If you’re the parent of a tween or teen you’ve likely experienced the dread that comes with talking to your kid about a touchy or difficult topic. You’d rather avoid it, and, without a doubt, they would too. However, there are ways to approach subjects you’d rather not touch with a 10-foot pole that will help the outcome be a positive one. Here are some helpful suggestions:

Check in With Yourself
Is there ample time to get into this kind of discussion with your child? How are you feeling? (If the answer is steaming mad, distracted or tired then it may not be the best time to engage.)

Are you ready to disarm and not take the situation personally? She may cry; he may yell; there may be slamming of doors. Your job is to keep breathing, remain calm and do your best to keep the lines of communication open.

Avoid Lecturing
Asking questions, rather than talking at your child, goes a long way to making them more receptive. Say things like, “Did you realize that you were making a mistake or not thinking things through?”, or “What could you decide to do differently next time?”

Put Yourself In His or Her Shoes
Showing that you have thought about the issue from your kid’s point of view diffuses anger and defensiveness.

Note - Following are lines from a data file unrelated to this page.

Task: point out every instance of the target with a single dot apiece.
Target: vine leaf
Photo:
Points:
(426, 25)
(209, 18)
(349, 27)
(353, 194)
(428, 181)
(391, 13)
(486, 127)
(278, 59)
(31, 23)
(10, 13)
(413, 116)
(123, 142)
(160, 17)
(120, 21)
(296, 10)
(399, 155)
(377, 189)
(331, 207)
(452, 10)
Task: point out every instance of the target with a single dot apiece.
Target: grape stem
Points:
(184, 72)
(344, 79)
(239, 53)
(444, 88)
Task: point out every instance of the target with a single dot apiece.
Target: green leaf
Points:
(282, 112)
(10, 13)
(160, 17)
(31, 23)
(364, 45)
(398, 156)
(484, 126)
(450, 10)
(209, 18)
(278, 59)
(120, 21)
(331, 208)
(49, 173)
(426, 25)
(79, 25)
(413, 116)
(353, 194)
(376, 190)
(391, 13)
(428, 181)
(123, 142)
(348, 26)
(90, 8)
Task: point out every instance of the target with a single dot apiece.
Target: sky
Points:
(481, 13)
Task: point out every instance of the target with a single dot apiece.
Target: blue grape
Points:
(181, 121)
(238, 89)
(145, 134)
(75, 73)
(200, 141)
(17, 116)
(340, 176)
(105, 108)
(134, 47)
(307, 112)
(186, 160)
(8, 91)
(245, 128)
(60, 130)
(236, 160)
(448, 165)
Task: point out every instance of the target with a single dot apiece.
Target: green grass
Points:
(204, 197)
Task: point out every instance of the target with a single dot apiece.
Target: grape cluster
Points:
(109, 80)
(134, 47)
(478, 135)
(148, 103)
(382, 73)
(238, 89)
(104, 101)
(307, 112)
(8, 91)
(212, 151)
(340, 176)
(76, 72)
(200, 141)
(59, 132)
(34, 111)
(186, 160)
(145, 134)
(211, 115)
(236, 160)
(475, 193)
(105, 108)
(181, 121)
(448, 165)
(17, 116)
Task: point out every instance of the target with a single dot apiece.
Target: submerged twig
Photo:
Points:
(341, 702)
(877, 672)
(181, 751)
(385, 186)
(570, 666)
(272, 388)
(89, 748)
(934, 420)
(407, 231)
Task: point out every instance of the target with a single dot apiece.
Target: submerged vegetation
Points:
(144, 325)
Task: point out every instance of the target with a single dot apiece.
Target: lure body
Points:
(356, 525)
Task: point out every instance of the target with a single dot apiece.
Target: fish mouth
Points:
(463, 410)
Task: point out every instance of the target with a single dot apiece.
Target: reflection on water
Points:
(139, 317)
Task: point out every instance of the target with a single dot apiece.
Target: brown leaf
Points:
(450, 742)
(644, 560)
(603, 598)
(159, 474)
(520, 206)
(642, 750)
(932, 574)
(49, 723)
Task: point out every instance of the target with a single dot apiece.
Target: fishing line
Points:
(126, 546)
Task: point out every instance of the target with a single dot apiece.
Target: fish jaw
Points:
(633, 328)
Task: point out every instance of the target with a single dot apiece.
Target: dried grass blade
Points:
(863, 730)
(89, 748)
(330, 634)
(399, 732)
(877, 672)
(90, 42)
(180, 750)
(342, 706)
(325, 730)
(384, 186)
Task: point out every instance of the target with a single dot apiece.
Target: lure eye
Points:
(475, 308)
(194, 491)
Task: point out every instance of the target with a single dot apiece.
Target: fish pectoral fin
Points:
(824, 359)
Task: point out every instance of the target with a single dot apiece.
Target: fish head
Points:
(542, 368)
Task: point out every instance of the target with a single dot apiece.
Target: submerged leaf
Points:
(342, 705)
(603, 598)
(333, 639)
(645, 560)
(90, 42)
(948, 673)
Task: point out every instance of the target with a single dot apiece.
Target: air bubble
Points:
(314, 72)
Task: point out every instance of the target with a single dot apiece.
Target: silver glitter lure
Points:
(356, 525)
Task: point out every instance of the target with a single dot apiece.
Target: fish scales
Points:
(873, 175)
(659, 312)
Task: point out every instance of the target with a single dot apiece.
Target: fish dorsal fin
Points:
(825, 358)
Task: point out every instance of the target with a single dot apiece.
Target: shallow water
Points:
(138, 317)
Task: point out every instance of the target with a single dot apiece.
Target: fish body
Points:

Let her give you more details or correct you if she needs to. Then reflect back what she’s saying to confirm you’ve heard her. Remember what it was like to be misunderstood teen.

Respect His/Her Experience
You may not agree with the decision he made but let him explain his reasons for making it. Listening to and honoring his point of view makes the conversation a two-way street, rather than a “talking to”. Use “I” statements instead of finger-pointing and blaming. “I was so upset that you didn’t come home and didn’t call” (rather than “You never call when you’re supposed to!”) Even though it’s difficult, try to come from a place of empathy and love. Humor helps too.

Setting Limits or Consequences
The most difficult thing to do is to let your child know that there are consequences for his actions. If trust has been broken, it needs to be repaired. Talk through possible solutions that will work and can be agreed upon by everyone.